There were so many things to wish for.
Children for her brother and Dolores, and the health to run after them even if Miguel needed a crutch to do it.
Years for their mother and father to watch over the orchard they’d built, and to see their children make their own homes.
Safe nights for sons and daughters whose lives were shades of brown more beautiful than they knew.
Full breaths for boys who walked with crutches, or limps, or with the fear of anyone else deciding who they were.
For this boy climbing the magnolia with her to know his eyes were the brown-gold of the water in her father’s irrigation ditches, and that to her this was a color more beautiful than any blue.
There were so many wishes she wanted more than to erase the girl her mother and father had made her.
Graciela and Sawyer settled in the magnolia’s boughs, the almost-full moon above them.
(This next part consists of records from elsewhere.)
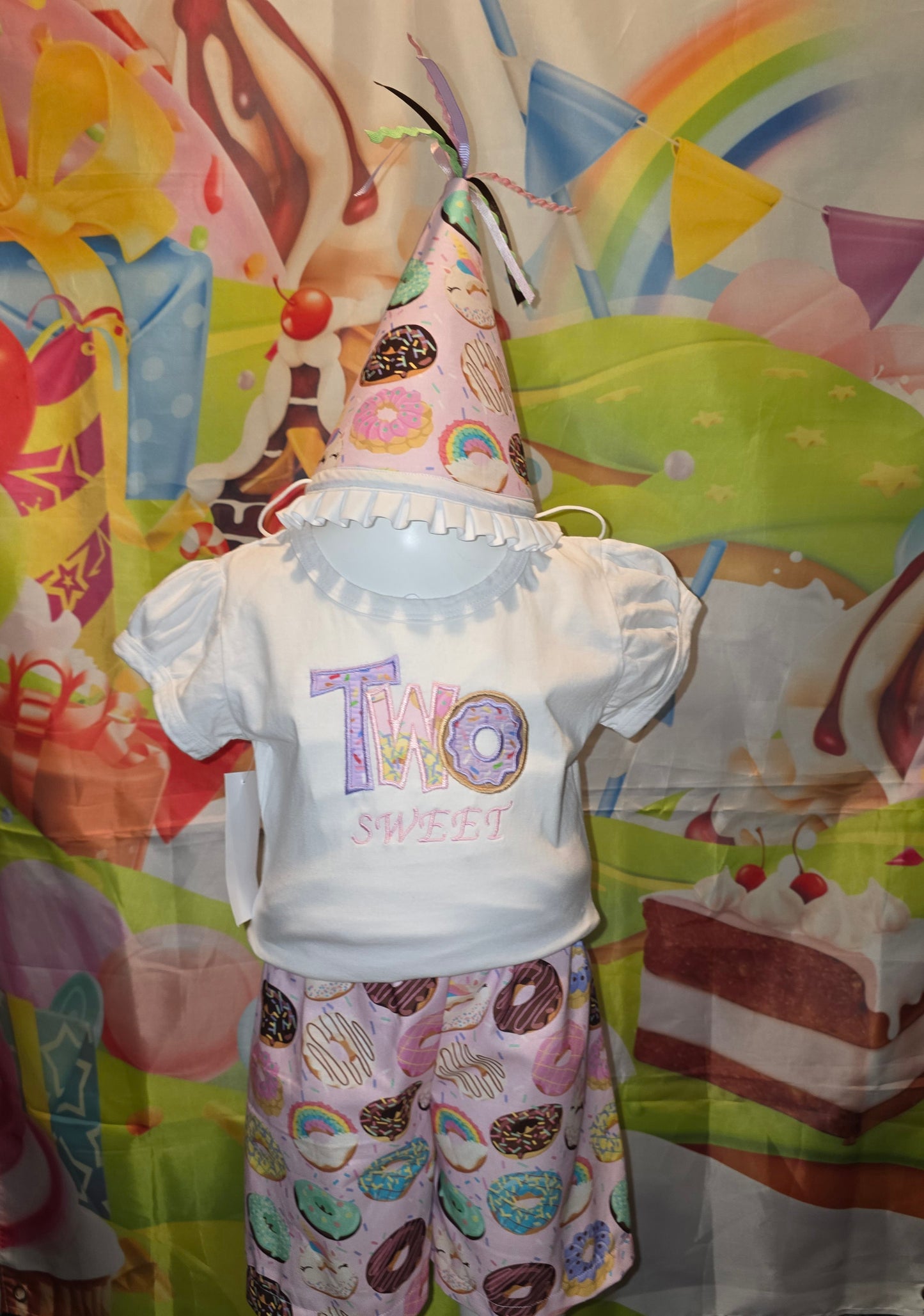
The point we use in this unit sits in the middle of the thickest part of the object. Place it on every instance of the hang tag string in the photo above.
(576, 507)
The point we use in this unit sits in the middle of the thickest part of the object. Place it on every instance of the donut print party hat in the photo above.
(430, 431)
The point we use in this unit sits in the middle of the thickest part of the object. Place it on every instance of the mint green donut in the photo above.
(464, 1214)
(267, 1227)
(323, 1212)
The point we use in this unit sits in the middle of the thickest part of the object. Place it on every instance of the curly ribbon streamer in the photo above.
(452, 115)
(453, 157)
(114, 193)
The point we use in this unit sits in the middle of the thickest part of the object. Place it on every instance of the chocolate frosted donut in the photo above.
(542, 1004)
(502, 1288)
(517, 456)
(594, 1008)
(266, 1297)
(380, 1273)
(404, 998)
(278, 1019)
(399, 353)
(390, 1116)
(526, 1134)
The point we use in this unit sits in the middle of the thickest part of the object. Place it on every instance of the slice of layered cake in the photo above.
(792, 994)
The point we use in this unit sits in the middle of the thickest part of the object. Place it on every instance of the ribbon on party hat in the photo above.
(452, 149)
(77, 86)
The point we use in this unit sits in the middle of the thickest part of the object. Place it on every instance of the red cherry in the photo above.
(702, 828)
(810, 886)
(306, 313)
(17, 388)
(751, 875)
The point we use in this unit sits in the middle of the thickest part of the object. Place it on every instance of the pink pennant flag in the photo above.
(874, 255)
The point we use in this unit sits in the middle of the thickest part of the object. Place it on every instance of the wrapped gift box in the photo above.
(166, 301)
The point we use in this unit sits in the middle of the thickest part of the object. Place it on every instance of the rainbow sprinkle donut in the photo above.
(483, 741)
(526, 1203)
(457, 1138)
(324, 1138)
(473, 456)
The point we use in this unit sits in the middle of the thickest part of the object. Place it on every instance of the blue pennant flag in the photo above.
(570, 124)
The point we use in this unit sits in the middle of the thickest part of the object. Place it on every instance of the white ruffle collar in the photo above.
(364, 496)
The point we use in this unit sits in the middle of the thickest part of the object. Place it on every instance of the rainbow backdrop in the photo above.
(758, 75)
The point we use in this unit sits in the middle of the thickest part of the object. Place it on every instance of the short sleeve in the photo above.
(655, 614)
(174, 641)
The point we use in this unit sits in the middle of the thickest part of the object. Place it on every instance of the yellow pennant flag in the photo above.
(711, 204)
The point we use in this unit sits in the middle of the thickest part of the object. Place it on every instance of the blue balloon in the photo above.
(570, 123)
(911, 544)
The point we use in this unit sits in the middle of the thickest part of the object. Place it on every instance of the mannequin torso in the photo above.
(411, 564)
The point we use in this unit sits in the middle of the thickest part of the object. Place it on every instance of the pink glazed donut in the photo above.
(418, 1047)
(558, 1061)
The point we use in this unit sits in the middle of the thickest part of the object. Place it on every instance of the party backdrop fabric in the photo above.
(726, 358)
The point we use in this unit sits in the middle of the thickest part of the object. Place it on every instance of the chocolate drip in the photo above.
(900, 719)
(237, 507)
(283, 196)
(828, 734)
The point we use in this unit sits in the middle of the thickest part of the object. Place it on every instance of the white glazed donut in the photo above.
(478, 1077)
(337, 1050)
(466, 1002)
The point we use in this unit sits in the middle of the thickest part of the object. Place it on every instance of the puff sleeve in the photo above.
(655, 615)
(174, 641)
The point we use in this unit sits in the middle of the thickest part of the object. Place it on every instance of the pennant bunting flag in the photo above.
(570, 124)
(711, 204)
(874, 255)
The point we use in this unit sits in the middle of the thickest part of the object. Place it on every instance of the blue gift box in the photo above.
(68, 1042)
(166, 299)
They broke cascarones over each other, the grain of glitter on their skin and between their lips.
They gave themselves to el Sábado Santo, this in-between night, letting the wind carry the glass glitter to anyone who needed the shimmer and hope of wishes yet to be made.
In the imagination of many Americans, Golden Age Hollywood was a time of elegant gowns, cigar-smoking tuxedoed men, and starlets posing in soft focus. But Hollywood was a place of as much racism, homophobia, transphobia, and ableism as the real world in which the studio lots existed.
Though not all Latinas of the silver screen guarded their identities as closely as Graciela, some of the most successful Latina actors of the Golden Age gave themselves stage names rather than using the birth names that signaled their heritage.
When it came to representation of LGBTQ identity, portrayals were overwhelmingly reduced to stereotype and sensationalism, played for laughs or shock value. Like depictions of characters of color, depictions of queer and transgender characters mark some of the most offensive and damaging moments in Hollywood history.
Sawyer could expect his disability to be the subject of jokes that would go unchecked on a Hollywood lot, if he was hired at all. Ableism was no less rampant in the 1920s, even after hundreds of thousands of men had returned from World War I with physical injuries or psychological damage that resulted in long-term disabilities. Veterans like Miguel faced a society that ridiculed them and turned them away from jobs, even as Hollywood profited off portraying their experiences.
This story is my wish to give Graciela, a daughter of Mexican-American farmers, and Sawyer, a transgender boy living with a disability, the space that history would have tried to deny them. And it’s a wish to give them room for their own magic, from the sparkle of a Hollywood set to the glitter inside a cascarón.
Many thank-yous to Kayla Whaley, Tehlor Kay Mejia, Mackenzi Lee, and the transgender boy I’m lucky to call my husband, for their notes that enriched and deepened this story.
I chose to write magical realism not only because it’s where my stories most often live, but because it’s an important part of the history and heritage I come from as a Latina woman. In the midst of oppression, seeing the magical even through the tragic, the unjust, the heartbreaking, is a way of survival, for people, for communities, for cultures. Our spirits depend on not overlooking that which might be dismissed or ignored. I write magical realism not only because I’m a queer Latina woman, but because the world is more brutal than so many are willing to see, and more beautiful than they imagine.